How much did your first car cost? What did you pay for your last one?
The erosion of the real purchasing power of wealth is increasingly a topic of conversation I’m having with clients, family, and friends. Whether the discussions have centered on why holding too much cash may be a money losing proposition, or why taking risks can build wealth over time, the central them has been inflation.
Even though estimates for future inflation over the next decade are relatively low, a little over 2%[i], anecdotal evidence of rising prices are everywhere.
House prices rose 6.9% from the first quarter of 2017 to the first quarter of 2018.[ii]
Industrial metals are up about 40% since the 2016 election.[iii]
Wood prices have risen 66% over the past year.[iv]
When the prices of goods and services increase over time, we can buy fewer of them with every dollar we have saved.
Inflation is an important element of investing.
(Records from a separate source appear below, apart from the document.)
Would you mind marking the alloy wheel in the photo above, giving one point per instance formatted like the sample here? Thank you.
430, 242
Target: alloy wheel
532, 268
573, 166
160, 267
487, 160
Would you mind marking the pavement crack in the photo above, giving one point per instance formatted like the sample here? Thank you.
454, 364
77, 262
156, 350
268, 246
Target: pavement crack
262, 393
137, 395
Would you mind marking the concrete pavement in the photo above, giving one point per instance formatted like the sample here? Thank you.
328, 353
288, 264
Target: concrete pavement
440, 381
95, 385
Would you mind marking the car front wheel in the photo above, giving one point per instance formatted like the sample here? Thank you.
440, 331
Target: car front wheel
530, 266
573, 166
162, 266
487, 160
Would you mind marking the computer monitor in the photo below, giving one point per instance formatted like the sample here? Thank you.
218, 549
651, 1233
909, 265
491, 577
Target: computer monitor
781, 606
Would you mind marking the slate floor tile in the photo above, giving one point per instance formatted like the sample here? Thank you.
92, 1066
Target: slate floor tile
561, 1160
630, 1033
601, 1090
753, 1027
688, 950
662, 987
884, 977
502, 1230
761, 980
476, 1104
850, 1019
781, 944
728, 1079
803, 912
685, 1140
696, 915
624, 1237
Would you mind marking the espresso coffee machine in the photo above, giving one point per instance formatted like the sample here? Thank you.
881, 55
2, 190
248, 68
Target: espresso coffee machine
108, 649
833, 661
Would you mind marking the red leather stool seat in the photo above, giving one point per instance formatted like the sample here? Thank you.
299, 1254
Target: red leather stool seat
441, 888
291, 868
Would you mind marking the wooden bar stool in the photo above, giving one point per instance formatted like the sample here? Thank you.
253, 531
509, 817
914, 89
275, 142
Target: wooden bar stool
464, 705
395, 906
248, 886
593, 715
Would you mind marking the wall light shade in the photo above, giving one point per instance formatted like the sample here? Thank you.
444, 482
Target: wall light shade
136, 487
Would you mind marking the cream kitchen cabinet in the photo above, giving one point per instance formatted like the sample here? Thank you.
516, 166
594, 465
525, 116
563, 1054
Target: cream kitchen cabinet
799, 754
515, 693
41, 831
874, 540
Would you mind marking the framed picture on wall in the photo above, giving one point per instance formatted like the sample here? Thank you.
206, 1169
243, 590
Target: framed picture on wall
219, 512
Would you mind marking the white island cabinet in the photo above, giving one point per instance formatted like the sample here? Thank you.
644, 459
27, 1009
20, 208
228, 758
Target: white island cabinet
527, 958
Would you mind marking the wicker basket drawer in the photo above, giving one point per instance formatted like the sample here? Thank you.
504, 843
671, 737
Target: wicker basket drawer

In many cases, the reason for saving today is to support future spending. Therefore, keeping pace with inflation is a crucial goal for many investors. To help understand inflation’s impact on purchasing power, consider the following illustration of the effects of inflation over time. In 1916, nine cents would buy a quart of milk. Fifty years later, nine cents would only buy a small glass of milk. And more than 100 years later, nine cents would only buy about seven tablespoons of milk. How can you potentially prevent this loss of purchasing power from inflation over time?